- Born: January 20, 1917 Haileybury, Ontario
- Died: October 7, 1971 (aged 54) Winnipeg, Manitoba

Curling career
- Member Association: Manitoba

Medal record
Men's curling
Representing Manitoba
Macdonald Brier
| Gold medal – first place | 1952 Winnipeg |  |
| Gold medal – first place | 1956 Moncton |  |

= Billy Walsh (curler) =

Canadian curler (1917–1971)

William James Walsh (January 20, 1917 – October 7, 1971) was a Canadian curler from Winnipeg, Manitoba. Walsh was a two time Canadian champion skip, having won the Brier for Manitoba in 1952 and 1956.

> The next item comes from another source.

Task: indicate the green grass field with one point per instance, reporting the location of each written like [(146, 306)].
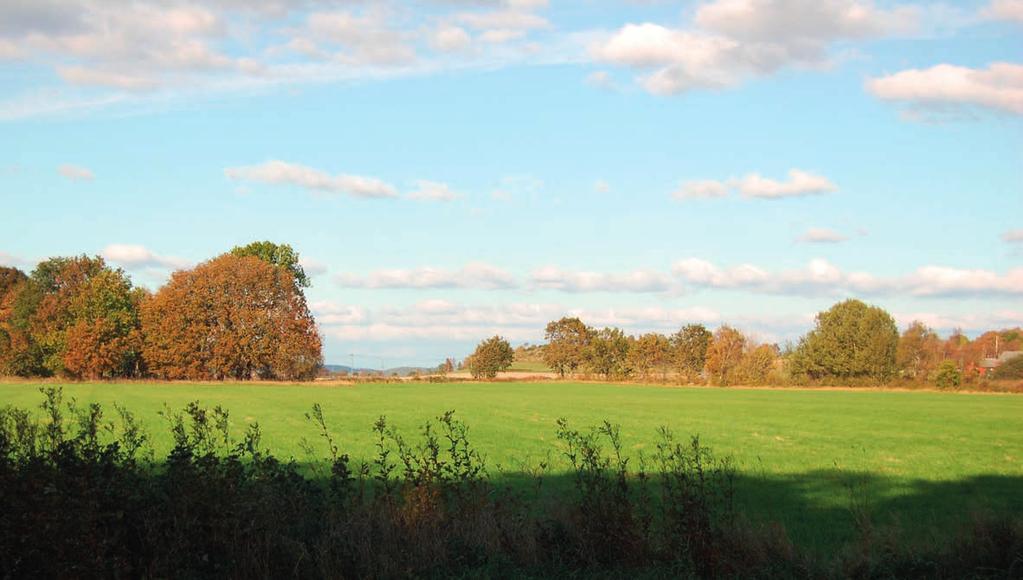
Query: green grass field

Walsh was born in 1917 in Ontario and moved to Winnipeg as an infant. After graduating from high school, he worked at the Comptroller General's office for the Government of Manitoba, where he worked for the rest of his life. He served with the Royal Winnipeg Rifles during World War II.

Walsh won his first of two national championships at the 1952 Macdonald Brier in Winnipeg. The Walsh rink, which included Al Langlois, Andy McWilliams and John Watson, went undefeated at the event, winning all ten matches. They clinched the event in their second last game, when they beat Alberta's Art Simpson, 9-7. Simpson had up until then just lost one match, and a win could have forced a tie breaker for the championship.

At the 1956 Macdonald Brier, the Walsh rink finished the round robin with a record of 8-2, tied with Ontario's Alf Phillips. This forced a one game playoff to determine the champion between the two rinks. Walsh won the match 8-7, in an extra end in front of 3200 fans at Moncton Stadium to capture his second national title. Walsh's 1956 team consisted of Langlois, Cy White and McWilliams.

Walsh died in 1971 after a long illness. He was inducted into the Canadian Curling Hall of Fame in 1975.